Si pensa al pass vaccinale mentre il trasporto pubblico registra rischiosi affollamenti proprio dopo che le autorità hanno trovato il virus in autobus e treni

Covid, paradosso del pass per ristoranti mentre il trasporto pubblico esplode
Milano – Situazione Mezzi Pubblici. Metro M1. Cadorna. Folla. Zona Gialla

Non c’è pace per i ristoratori italiani che all’indomani dell’annuncio delle riaperture del prossimo 26 aprile (all’aperto solo se e fino a quando sarà zona gialla, ricordiamocelo) devono sentirsi minacciati  dall’ultima trovata ed ennesima limitazione che rischia di rendere ancora più difficile l’imminente ripartenza.

Sì perché è stata annunciata da parte di alcune amministrazioni regionali e in particolare dall’assessore alla Sanità della Regione Lazio Alessio D’Amato, l’intenzione di introdurre un pass vaccinale per l’accesso ai locali che siano ristoranti, bar, pub e chi più ne ha ne metta.

Tutto questo mentre il trasporto pubblico, in considerazione anche dell’aumento del traffico per il ritorno a scuola, fa registrare rischiosi affollamenti  proprio dopo che le autorità sanitarie hanno comunicato di aver trovato il virus all’interno di autobus e treni. C’è qualcosa che non torna.

Il pass, in questione, dovrebbe garantire, a partire dal prossimo 1 giugno, l’accesso ai locali a chi ha già avuto il Covid, a coloro che sono stati vaccinati e per quelli che sono sottoposti a tampone ma di potenziamento del trasporto pubblico, o meglio, di un piano per il trasporto pubblico non se ne parla.
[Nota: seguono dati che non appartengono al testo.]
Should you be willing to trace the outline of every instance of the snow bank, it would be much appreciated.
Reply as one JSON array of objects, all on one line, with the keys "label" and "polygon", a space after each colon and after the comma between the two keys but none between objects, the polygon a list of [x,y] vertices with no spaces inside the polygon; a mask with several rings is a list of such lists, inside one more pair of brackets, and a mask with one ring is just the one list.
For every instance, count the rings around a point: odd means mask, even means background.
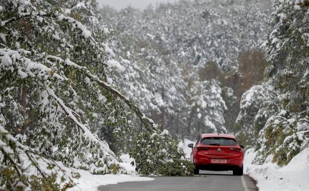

Un paradosso che ha in sé qualcosa di veramente folle. Ma ricapitoliamo. In principio l’idea del green pass nasce in Europa in un’ottica di spostamento tra stati e in Italia per lo spostamento tra regioni dove potrebbe avere una  matrice di validità sulla base delle situazioni sanitarie tra diverse aree geografiche. E va bene. Ancora prima, se ne era parlato per favorire l’accesso nei locali durante la fase di restrizione. E cioè,  per dare la possibilità di tenere aperti i ristoranti per un minimo di clienti già immunizzati. Era un’ipotesi pro-ristoratori, che però alla fine non è stata considerata.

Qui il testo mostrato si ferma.